CARI AMICI,
MI SONO RILASSATA IN QUESTI GIORNI.
NON MI VA MOLTO DI LEGGERE I GIORNALI.
SI, LO AMMETTO.
NON MI VA DI PARLARE DI POLITICA.
SI, LO AMMETTO.
MI CAPITA DI PENSARE ALL’AMORE.
SI, LO AMMETTO.
MA QUANDO PENSO ALL’AMORE…MI VIENE DA SCRIVERE QUESTO, COSI, DI GETTO:
Quando penso all'amore...
Sento che questa sera leggera mi accoglie come se fossi un piccolo fiore di campo nelle mani di un bimbo e sento la fitta nebbia nascondersi nelle pieghe della mano…e gli occhi chiusi a fessura che guardano lontano mi paiono dire …là c’è il mare e le nuvole che corrono veloci e tutto s’immerge, tutto s’incammina verso il deserto delle mie speranze.

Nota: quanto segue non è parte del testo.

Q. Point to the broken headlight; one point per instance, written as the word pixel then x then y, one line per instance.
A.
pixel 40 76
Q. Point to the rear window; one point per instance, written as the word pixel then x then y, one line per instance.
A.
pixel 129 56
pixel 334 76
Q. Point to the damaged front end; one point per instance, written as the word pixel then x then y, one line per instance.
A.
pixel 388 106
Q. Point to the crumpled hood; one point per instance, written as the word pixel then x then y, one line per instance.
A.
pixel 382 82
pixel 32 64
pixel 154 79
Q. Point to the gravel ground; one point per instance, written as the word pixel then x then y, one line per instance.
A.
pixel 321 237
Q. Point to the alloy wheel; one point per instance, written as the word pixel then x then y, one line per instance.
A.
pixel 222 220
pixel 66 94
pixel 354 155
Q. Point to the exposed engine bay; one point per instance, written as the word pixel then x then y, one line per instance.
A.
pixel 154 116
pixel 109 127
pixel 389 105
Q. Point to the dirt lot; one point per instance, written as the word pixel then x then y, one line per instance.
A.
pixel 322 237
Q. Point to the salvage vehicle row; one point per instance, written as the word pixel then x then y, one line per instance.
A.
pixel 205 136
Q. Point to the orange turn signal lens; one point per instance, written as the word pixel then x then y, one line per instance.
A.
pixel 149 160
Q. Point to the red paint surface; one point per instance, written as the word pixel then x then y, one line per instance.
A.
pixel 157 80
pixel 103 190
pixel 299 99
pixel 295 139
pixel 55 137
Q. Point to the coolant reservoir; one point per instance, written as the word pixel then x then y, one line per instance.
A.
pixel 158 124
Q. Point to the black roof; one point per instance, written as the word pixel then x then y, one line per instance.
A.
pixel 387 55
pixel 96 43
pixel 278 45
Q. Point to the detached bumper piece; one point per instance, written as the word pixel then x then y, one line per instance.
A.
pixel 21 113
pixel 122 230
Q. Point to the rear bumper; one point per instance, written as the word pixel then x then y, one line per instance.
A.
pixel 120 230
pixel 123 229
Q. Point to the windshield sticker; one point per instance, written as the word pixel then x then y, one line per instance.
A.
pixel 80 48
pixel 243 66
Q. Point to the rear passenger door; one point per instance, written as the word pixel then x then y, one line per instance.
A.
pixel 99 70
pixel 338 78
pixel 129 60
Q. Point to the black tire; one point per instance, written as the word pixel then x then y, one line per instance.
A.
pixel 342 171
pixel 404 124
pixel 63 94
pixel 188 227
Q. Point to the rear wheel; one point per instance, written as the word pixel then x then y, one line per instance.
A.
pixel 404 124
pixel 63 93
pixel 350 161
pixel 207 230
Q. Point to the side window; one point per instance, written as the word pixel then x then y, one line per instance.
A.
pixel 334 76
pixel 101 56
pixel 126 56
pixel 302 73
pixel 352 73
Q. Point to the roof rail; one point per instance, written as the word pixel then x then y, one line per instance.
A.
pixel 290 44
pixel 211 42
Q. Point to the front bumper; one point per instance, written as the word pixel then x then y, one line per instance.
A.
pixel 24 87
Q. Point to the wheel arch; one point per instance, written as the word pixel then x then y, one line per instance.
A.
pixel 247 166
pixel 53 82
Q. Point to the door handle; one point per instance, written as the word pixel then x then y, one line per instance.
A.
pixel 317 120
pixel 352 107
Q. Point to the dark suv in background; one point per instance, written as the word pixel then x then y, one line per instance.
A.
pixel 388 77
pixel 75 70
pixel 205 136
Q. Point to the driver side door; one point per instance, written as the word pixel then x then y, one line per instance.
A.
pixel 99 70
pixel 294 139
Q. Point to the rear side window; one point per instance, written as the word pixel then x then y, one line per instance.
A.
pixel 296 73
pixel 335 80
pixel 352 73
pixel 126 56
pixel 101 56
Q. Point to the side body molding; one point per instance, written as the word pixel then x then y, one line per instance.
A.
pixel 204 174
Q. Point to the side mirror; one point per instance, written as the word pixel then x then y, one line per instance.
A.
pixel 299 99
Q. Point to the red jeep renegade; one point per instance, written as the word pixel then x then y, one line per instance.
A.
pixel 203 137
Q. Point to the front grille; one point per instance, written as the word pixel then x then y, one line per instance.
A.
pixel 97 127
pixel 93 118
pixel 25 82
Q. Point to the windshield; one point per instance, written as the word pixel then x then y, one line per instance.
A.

Navigano dune di memorie mai sopite, ma sempre in movimento sempre fluttuanti andando serene nelle onde del vento…e penso ai respiri delle estati di fuoco quando i vestiti si attaccavano alla pelle e l’aria si addensava intorno a quelle stelle che mi sembravano occhi d’amante, dalle sfere tremule e gioconde. Nascostamente la mia risata si spandeva nell’aria quasi a voler fermare l’atmosfera che correva e si posava su quegli occhi festosi e stanchi di gioie improvvise. Immaginavo le calde serate d’oriente quando il cielo si contraeva tra nubi repentine e cariche di rugiada violenta che s’abbatteva funesta sulla terra e ricopriva le zone dei prati verdi di cascate d’argento.
Cosa è l’amore…se non il desiderio di corpi che si cercano. Null’altro. Solo questo… e il resto è tutto un ricamo mentale che cerca di abbellire i contorni degli spazi vuoti, tra un contatto e l’altro.